Robert Long, 21, is accused of fatally shooting seven women and one man in three separate shootings at massage businesses in and around Atlanta on Tuesday.
Officials said Long has claimed he committed the shootings because he has a “sex addiction” and wanted to eliminate his temptation. However, authorities are also considering if the crimes may have been racially motivated – despite the suspect’s denials – because six of the victims were Asian women. The other two victims were both White.
Tyler Bayless, 35, told Reuters and USA Today that he spent months living with Long in an Atlanta halfway house named Maverick Recovery in late 2019 and early 2020.
Robert Aaron Long, suspected in a series of massage parlor shootings, was taken into custody in Crisp County, Ga., late Tuesday. (Crisp County Sheriff’s Office)

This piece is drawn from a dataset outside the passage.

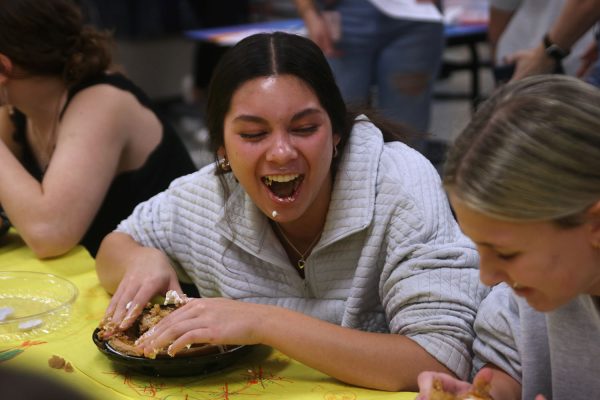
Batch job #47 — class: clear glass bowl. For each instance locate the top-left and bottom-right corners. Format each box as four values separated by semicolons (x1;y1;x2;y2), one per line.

He said Long was being treated for sex addiction and felt an overwhelming sense of guilt over visiting massage parlors “for explicitly sexual activity.”

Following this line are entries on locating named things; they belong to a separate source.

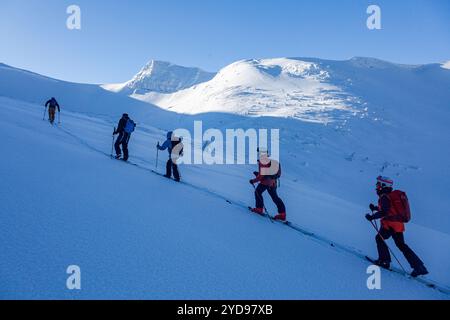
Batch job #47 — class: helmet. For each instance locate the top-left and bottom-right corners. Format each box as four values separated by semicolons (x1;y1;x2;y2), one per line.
257;148;269;155
377;176;394;190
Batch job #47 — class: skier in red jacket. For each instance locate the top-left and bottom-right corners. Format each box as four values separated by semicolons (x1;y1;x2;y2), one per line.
250;149;286;221
366;176;428;277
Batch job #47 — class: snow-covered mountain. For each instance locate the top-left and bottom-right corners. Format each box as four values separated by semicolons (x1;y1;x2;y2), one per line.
104;60;215;94
0;58;450;299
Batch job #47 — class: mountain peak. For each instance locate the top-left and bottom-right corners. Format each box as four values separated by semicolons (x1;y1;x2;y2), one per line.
124;60;215;94
442;60;450;70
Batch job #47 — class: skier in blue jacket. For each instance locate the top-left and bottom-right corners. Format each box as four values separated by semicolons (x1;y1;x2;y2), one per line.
156;131;183;182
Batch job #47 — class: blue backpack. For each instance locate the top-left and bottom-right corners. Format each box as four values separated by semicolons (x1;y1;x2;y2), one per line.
124;119;136;134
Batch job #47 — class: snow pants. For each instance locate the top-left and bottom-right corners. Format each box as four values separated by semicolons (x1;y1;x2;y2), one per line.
255;183;286;213
376;228;423;269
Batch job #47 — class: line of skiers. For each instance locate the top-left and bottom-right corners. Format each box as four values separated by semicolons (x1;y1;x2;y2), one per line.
45;98;428;277
44;98;61;124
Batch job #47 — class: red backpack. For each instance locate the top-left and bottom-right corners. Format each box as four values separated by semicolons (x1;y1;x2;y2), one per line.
389;190;411;223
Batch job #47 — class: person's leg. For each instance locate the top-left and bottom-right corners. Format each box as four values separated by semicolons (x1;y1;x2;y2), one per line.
267;187;286;214
166;159;172;178
114;133;123;157
255;183;267;213
122;133;130;161
172;161;180;181
392;232;423;269
375;227;392;263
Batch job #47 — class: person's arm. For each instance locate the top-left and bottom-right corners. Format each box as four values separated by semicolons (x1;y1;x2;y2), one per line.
156;140;172;151
372;195;391;220
116;119;126;133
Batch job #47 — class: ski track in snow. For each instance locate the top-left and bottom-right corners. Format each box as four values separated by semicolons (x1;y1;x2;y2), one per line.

“In the halfway house he would describe several of his sexual addiction ‘relapses’ as he called them,” Bayless told Reuters. “He would have a deep feeling of remorse and shame and say he needed to return to prayer and to return to God.”

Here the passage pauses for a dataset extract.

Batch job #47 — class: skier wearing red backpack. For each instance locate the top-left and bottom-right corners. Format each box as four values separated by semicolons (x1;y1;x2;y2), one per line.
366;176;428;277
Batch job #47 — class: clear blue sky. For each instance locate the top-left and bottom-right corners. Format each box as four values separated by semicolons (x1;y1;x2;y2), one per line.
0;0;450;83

Bayless, who said he was being treated for drug addiction, said that Long was deeply religious and would fall into bouts of depression over his indiscretions.
Bronson Lillemon, a second former housemate of Long’s, echoed Bayless’ account to USA Today, saying that Long “felt a lot of guilt and a lot of shame” over going to the massage parlors.
Law enforcement officials confer outside a massage parlor following a shooting on Tuesday, March 16, 2021, in Atlanta.
Both housemates told the outlet that they never heard Long use racist language and had no knowledge that he ever visited racist message boards online.
Long is facing several charges, including malice murder and aggravated assault with intent to murder.
Many Asian-Americans were outraged that the suspect was not immediately charged with hate crimes.
“This man identified targets owned by Asians,” Margaret Huang, president and CEO of the Southern Poverty Law Center, which tracks hate groups, told The Associated Press. The gunman “was very clearly going after a targeted group of people.”
Others in the Asian-American community expressed fear following the attacks, telling the Atlanta Journal-Constitution they worried about leaving their homes.
“It’s too dangerous to go outside,” said 77-year-old Atlanta resident Soon Ja Kim. “We are so scared now.”
Long’s attorney, J. Daran Burns of Burns Law Group, P.C., said Thursday in a written statement that the firm offers condolences to the victims and their families, and is working “to investigate the facts and circumstances surrounding this incident.”
“Everybody is doing their jobs, both law enforcement and the district attorney’s office,” Burns said. “Now, our firm will conduct a thorough investigation on our client’s behalf.”
The statement said that Long waived his statutory right to a first appearance hearing before the Magistrate Court of Cherokee County.